The first explosion broke out inside the cathedral, followed by a second explosion outside the facility, which exploded as security forces raced onto the stage, officials said.

The original bomb scattered the wooden benches in the Cathedral of Our Lady of Mount Carmel and blasted window panes, witnesses said. The second hurled human remains and debris over a town square in front of the church.

The police said the bombing killed 15 civilians and five soldiers and revised an earlier death of 27. More than 110 were injured.

"The enemies of the state have bravely challenged the government's ability to safeguard the security of the citizens of this region," said Salvador Panelo, Duterte's spokesman.

"The armed forces of the Philippines will face the challenge and destroy these godless criminals."

INSIDE STORY: Can there be peace in the southern Philippines? (24:35)

The Islamic State of Iraq and the Levant (ISIL, ISIS) took responsibility for the attack on its Amaq website.

Police investigate the allegation, but suspect that this was the work of Abu Sayyaf Domestic armed group that has committed to the ISI and has carried out bombings, kidnappings and beheadings in Mindanao's devastated southern region of Mindanao.

"They want to show violence and sow chaos," Albayalde told radio DZMM, suggesting Abu Sayyaf was the prime suspect.

In a statement, the Philippine Army said the explosions were likely caused by improvised explosive devices (IEDs).

Photos on social media showed rubble and corpses lying on the busy street outside the cathedral has been hit by bombs in the past.

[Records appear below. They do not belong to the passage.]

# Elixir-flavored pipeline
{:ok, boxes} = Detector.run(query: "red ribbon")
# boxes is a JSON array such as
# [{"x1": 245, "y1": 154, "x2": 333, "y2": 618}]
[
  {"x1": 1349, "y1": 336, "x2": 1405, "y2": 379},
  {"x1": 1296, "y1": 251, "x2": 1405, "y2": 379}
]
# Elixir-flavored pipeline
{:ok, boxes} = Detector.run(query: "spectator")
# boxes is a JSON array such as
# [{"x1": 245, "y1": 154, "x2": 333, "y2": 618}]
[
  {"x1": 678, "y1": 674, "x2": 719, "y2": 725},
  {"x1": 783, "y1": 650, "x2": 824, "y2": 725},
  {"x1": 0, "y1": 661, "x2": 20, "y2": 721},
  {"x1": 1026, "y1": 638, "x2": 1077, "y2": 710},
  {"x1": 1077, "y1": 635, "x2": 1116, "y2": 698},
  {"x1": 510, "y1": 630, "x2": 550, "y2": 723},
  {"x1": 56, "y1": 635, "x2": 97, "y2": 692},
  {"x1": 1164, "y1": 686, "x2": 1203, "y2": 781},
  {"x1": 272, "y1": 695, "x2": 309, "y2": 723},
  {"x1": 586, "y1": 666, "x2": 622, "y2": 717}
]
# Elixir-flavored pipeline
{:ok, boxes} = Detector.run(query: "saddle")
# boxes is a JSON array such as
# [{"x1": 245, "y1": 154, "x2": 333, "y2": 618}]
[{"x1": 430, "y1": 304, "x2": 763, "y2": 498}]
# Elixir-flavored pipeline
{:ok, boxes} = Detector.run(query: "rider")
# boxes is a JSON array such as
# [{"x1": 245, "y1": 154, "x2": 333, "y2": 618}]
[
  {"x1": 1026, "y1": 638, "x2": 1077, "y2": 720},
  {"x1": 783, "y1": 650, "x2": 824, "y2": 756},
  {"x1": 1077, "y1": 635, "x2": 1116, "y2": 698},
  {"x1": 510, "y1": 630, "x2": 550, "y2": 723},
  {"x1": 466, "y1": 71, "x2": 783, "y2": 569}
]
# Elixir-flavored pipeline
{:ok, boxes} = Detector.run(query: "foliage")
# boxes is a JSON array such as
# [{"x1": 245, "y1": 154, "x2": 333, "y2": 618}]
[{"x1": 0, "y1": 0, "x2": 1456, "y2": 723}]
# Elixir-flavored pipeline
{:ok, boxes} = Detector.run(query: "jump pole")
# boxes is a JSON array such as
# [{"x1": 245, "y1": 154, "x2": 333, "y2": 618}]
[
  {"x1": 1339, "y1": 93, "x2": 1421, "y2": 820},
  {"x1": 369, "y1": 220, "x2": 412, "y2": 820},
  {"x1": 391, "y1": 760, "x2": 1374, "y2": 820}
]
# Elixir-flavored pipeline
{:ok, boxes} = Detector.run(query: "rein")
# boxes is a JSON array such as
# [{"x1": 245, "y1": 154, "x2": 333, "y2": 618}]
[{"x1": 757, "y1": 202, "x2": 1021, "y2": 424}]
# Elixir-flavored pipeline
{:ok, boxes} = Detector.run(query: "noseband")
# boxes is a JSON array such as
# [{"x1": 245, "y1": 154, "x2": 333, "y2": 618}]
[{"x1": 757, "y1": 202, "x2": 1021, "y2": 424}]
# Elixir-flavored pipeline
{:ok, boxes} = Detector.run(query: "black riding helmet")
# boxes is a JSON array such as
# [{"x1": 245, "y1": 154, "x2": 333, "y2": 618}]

Troops in armored cars locked off the main road that led to the church, while vehicles carried the dead and took them to the hospital, wounded.

Some casualties were evacuated by air to the nearby Zamboanga ci

"I have instructed our troops to raise their alert levels, to secure all places of worship and public places at once, and to take proactive security measures to hostile ones Plans to prevent, "said Defense Minister Delfin Lorenzana in a statement. [19659004] Pope Francis, the head of the Roman Catholic Church, expressed "the most decided reproach against this violent episode."

Yousef Al-Othaimeen, head of the Organization for Islamic Cooperation, the world's largest Muslim group of states, also condemned the attack and expressed "deep indignation" over the bombing raids.

"Prayers disturbed by explosions"

Bishop Angelito Rendon Lampon served as a priest in the cathedral for nearly two decades, until he arrived in Cotabato, another city in Mindanao, last week. He said many of his former parishioners were shaken by the attack.

"I know many victims because I worked there for 21 years, praying for the victims and their families," Lampon told Al Jazeera.

"We condemn this attack, and those responsible do not even respect the sanctity of the place," he said, adding that the priest who officiated at the time of the bombing, Father Ricky Bacolcol, "was still under Shock and could not talk about what happened. "

Jolo has long been troubled by the presence of Abu Sayyaf, blacklisted by the Philippines and a terrorist organization on the United States

The first bomb went into or near the cathedral from Jolo, followed by a second off-field explosion when government forces responded to the attack. [Philippine army/AFP]

The attack followed Friday's announcement that the region was predominantly Muslim. Most Roman Catholic Philippines had confirmed the creation of an autonomous Bangsamoro area with 85 percent of voters.

It is expected that the Bangsamoro, ie the Moro Nation, will replace the existing ARMM, which has critical function, as merely nominal and could not end the violent conflict that has occurred in the last five decades or so Has claimed 120,000 deaths.

Although Sulu, including Jolo, was one of the few areas that rejected autonomy, this will be the case. If it is fully established in 2022, it will still be part of the new entity.

Rebels and the government in Manila hope that a new, peaceful Bangsamoro will finally attract the necessary investment to pull the region out of brutal poverty It is a hotspot of violence. 19459013

Muslim rebels have long struggled for the independence or autonomy of Mindanao, which they regard as their ancestral homeland when Arab traders arrived there in the 13th century.